There is little doubt that the jury system (English style) has the evident support of public opinion, although decreasing, as to the acceptable solution for the model form of administering criminal justice. However the unknown reception by the jury of the direction in law and the summing-up on the relevant facts for decision-making is often ineffective, if not actually ineffectual. Furthermore, unless and until we are possessed of information about the dialectic effect of the chemistry of judge and jury we are bereft of translating views about the generality of jury trial into the reality of what lies behind the monosyllabic utterance of the unreasoned verdict.

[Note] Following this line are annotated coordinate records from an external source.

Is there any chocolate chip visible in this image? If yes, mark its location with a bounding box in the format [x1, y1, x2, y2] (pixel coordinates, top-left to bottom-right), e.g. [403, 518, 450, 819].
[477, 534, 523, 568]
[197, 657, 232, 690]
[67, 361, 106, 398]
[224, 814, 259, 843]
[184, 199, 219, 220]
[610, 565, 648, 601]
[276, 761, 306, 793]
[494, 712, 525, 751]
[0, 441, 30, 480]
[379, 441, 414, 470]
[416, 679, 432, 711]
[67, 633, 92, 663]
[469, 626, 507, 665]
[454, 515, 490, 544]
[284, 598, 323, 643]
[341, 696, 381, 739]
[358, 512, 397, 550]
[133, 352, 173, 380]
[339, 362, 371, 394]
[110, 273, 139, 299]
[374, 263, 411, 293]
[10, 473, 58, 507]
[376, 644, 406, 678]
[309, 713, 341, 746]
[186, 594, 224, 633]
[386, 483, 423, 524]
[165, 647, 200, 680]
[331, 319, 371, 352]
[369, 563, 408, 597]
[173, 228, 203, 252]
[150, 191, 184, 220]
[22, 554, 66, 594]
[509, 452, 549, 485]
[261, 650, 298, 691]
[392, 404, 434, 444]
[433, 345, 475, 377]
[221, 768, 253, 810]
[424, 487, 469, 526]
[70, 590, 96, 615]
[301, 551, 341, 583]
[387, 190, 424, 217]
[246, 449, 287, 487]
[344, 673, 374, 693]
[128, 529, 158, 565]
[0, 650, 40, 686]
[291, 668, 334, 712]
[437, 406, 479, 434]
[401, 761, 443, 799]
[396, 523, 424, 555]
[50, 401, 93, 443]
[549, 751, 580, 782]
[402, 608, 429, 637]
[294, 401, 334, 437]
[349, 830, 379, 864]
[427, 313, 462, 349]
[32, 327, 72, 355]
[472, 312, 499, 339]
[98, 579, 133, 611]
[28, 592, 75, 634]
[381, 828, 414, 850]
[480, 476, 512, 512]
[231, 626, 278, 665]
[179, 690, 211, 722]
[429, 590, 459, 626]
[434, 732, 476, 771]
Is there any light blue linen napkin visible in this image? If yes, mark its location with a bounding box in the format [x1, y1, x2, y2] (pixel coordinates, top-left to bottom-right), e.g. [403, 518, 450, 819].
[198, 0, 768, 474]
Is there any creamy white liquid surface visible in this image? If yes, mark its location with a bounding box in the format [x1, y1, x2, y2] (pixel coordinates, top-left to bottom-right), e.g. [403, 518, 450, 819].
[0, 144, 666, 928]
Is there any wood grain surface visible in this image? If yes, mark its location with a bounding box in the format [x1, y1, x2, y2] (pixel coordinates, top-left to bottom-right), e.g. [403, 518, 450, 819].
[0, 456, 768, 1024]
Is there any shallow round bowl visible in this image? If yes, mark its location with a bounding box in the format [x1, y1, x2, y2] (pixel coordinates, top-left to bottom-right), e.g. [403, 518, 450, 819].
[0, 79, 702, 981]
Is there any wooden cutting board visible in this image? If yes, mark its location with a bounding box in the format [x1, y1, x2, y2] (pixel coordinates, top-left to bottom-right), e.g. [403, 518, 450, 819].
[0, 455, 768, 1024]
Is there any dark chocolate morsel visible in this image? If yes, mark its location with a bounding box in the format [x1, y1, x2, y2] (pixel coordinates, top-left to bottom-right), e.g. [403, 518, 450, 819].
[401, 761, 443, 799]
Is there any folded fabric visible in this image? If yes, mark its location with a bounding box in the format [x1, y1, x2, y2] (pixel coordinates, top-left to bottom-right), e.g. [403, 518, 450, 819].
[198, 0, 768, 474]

The first part of the book explores these issues. In its second section, the book goes on to explain the essential features of the scope and nature of jury trial, which, unlike its counterpart in the United States, demands a properly structured summing-up of the evidence, with a direction to the jury to apply the relevant criminal law to the offence(s). A third section in the book then portrays the principles of criminal justice, as distinctively applicable to trial by judge and jury in harmony, if not in harness (as some European systems impose in mixed tribunals). The fourth section considers safeguards that are imposed or could usefully be injected into the proceedings of jury trial. The fifth and last section of the book discusses potentially viable reforms. It concludes with the assertion that, given the public demand for greater transparency and better accountability of the jury in action, it is necessary to reform an outdated mode of trial.